Denpasar (ANTARA) - Dunia kuliner Bali baru saja kehilangan salah satu sosok perintisnya.

Ni Ketut Ngasti atau Men Jenggo, yang dikenal sebagai pelopor Nasi Jinggo, meninggal dunia pada Sabtu (9/5).

Dan siang tadi, Men Jenggo menjalani prosesi pengabenan di Krematorium Santha Yana Kota Denpasar.

Wanita yang meninggal di usia 90 tahun itu telah berjasa menemukan racikan kuliner khas, berharga terjangkau, yang bahkan masih terus eksis di era kekinian.

Di balik popularitas kuliner tersebut, keluarga mengenang Men Jenggo sebagai sosok perempuan baik hati yang telah merintis usaha nasi bungkus sejak sekitar tahun 1970.

Putrinya, Kadek Epy Dwipayani, mengenang jasa Sang Ibu yang telah memulai usaha secara sederhana yang saat itu diperuntukkan bagi para buruh semen.

“Seingat Tiang, Ibu sudah berjualan nasi sejak tahun 1970. Setiap hari ada beberapa keranjang nasi yang dibawa reseller ke Benoa,” ujarnya.

Usaha yang dirintis Men Jenggo pun berbuah manis hingga akhirnya berkembang pesat dan dikenal luas masyarakat.

Namun pada 1982, Ni Ketut Ngasti justru memilih menghentikan aktivitas berdagang dan lebih fokus menjalankan kewajiban spiritual atau ngiring.

Setelah periode tersebut, konsep Nasi Jinggo dengan bungkus daun pisang semakin banyak diikuti pedagang lain hingga menyebar di berbagai wilayah Bali.

Selain dikenal sebagai perintis kuliner rakyat, Men Jenggo juga dikenang sebagai pribadi tangguh.

“Ibu saya orangnya semangat bekerja dan semangat hidupnya sangat luar biasa,” kata Epy.

Melalui perjuangan panjang melawan diabetes sejak 1995, Ia mampu menjaga kondisi selama hampir tiga dekade sebelum akhirnya meninggal akibat komplikasi jantung dan ginjal.

Bagi keluarga, sosok Men Jenggo bukan hanya seorang ibu dan nenek, tetapi juga simbol ketekunan serta semangat hidup.

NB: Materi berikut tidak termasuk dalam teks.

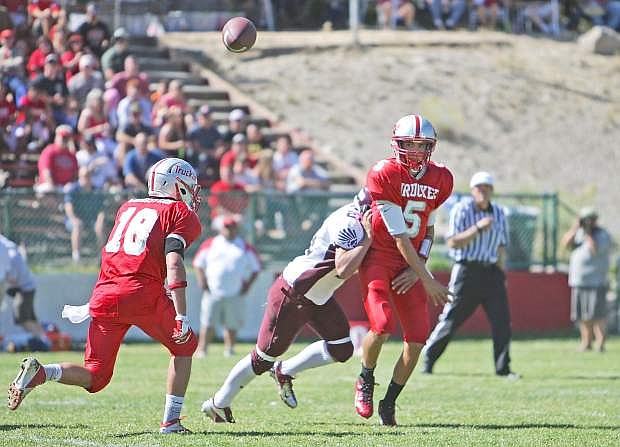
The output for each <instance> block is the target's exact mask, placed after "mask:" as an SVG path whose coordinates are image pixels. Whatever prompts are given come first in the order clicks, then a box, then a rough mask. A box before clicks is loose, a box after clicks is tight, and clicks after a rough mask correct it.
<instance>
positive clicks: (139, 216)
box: [90, 198, 202, 317]
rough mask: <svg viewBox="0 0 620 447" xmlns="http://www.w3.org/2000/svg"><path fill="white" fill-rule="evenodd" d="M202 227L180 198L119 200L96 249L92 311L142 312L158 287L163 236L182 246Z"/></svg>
mask: <svg viewBox="0 0 620 447" xmlns="http://www.w3.org/2000/svg"><path fill="white" fill-rule="evenodd" d="M201 231H202V228H201V225H200V220H199V219H198V216H197V215H196V213H195V212H194V211H192V210H191V209H190V208H189V207H188V206H187V205H186V204H185V203H183V202H180V201H176V200H171V199H156V198H147V199H133V200H129V201H128V202H126V203H124V204H123V205H122V206H121V207H120V209H119V210H118V213H117V214H116V220H115V222H114V228H112V232H111V233H110V237H109V239H108V243H107V244H106V245H105V246H104V247H103V249H102V250H101V271H100V272H99V279H98V280H97V284H95V289H94V290H93V295H92V297H91V300H90V313H91V315H92V316H95V317H118V316H130V315H136V316H137V315H148V314H149V313H152V312H153V311H154V309H155V304H156V301H157V300H158V299H160V297H161V296H162V294H163V293H164V280H165V279H166V259H165V253H164V243H165V240H166V238H167V237H174V238H176V239H179V240H181V241H183V242H184V245H185V248H186V249H187V247H189V246H190V245H191V244H192V242H194V241H195V240H196V239H197V238H198V236H200V233H201Z"/></svg>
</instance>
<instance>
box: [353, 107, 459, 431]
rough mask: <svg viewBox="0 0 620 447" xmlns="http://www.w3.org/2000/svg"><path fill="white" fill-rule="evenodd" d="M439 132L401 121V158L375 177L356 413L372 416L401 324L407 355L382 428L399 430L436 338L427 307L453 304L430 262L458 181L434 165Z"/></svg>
mask: <svg viewBox="0 0 620 447" xmlns="http://www.w3.org/2000/svg"><path fill="white" fill-rule="evenodd" d="M436 144H437V136H436V133H435V129H434V128H433V126H432V125H431V123H430V122H429V121H428V120H427V119H426V118H424V117H422V116H420V115H407V116H404V117H402V118H401V119H400V120H398V122H397V123H396V125H395V126H394V129H393V131H392V140H391V146H392V149H393V151H394V156H393V157H391V158H387V159H384V160H381V161H380V162H378V163H377V164H375V165H374V166H373V167H372V168H371V169H370V171H369V173H368V177H367V179H366V187H367V188H368V191H369V192H370V195H371V197H372V231H373V235H374V237H373V243H372V247H371V248H370V250H369V251H368V255H367V256H366V258H365V259H364V262H363V263H362V265H361V267H360V280H361V281H362V293H363V296H364V308H365V310H366V314H367V315H368V320H369V322H370V330H369V332H368V334H367V335H366V337H365V338H364V341H363V345H362V372H361V374H360V376H359V377H358V379H357V382H356V384H355V410H356V411H357V413H358V414H359V415H360V416H362V417H364V418H369V417H370V416H371V415H372V414H373V389H374V386H375V379H374V374H373V372H374V369H375V366H376V365H377V359H378V357H379V353H380V352H381V347H382V346H383V343H384V342H385V341H386V340H387V339H388V338H389V335H390V333H392V332H393V331H394V329H395V326H396V318H398V320H399V321H400V324H401V327H402V332H403V352H402V354H401V356H400V358H399V359H398V361H397V362H396V365H395V366H394V372H393V375H392V380H391V382H390V384H389V386H388V389H387V392H386V394H385V397H384V398H383V400H381V401H380V402H379V418H380V422H381V424H382V425H396V419H395V401H396V398H397V397H398V395H399V393H400V392H401V391H402V389H403V387H404V386H405V384H406V383H407V379H409V376H410V375H411V373H412V372H413V369H414V367H415V365H416V363H417V360H418V356H419V355H420V351H421V349H422V346H423V345H424V342H425V340H426V338H427V336H428V332H429V322H428V310H427V307H426V301H427V299H430V300H431V301H432V302H433V303H434V304H436V305H437V304H443V303H445V302H447V301H448V296H449V294H450V292H449V291H448V289H447V288H446V287H444V286H443V285H442V284H440V283H439V282H437V281H436V280H435V279H434V278H433V277H432V275H431V274H430V273H429V272H428V270H427V269H426V266H425V264H424V262H425V261H426V259H427V258H428V256H429V253H430V249H431V246H432V243H433V234H434V230H433V224H434V212H435V210H436V209H437V208H438V207H439V206H440V205H441V204H442V203H443V202H444V201H445V200H446V199H447V198H448V197H449V196H450V194H451V192H452V184H453V179H452V174H451V173H450V171H449V170H448V169H447V168H446V167H445V166H443V165H440V164H438V163H434V162H432V161H431V154H432V153H433V150H434V149H435V145H436Z"/></svg>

Nilai kerja keras yang diwariskan kini diteruskan generasi berikutnya, termasuk salah satu cucu yang berprofesi sebagai juru masak.

Kepergian Men Jenggo meninggalkan jejak penting dalam sejarah kuliner Bali. Jejak yang bahkan akan terus ditapaki penjual nasi serupa di masa kini, dengan garansi kalangan manapun akan selalu bisa menikmati.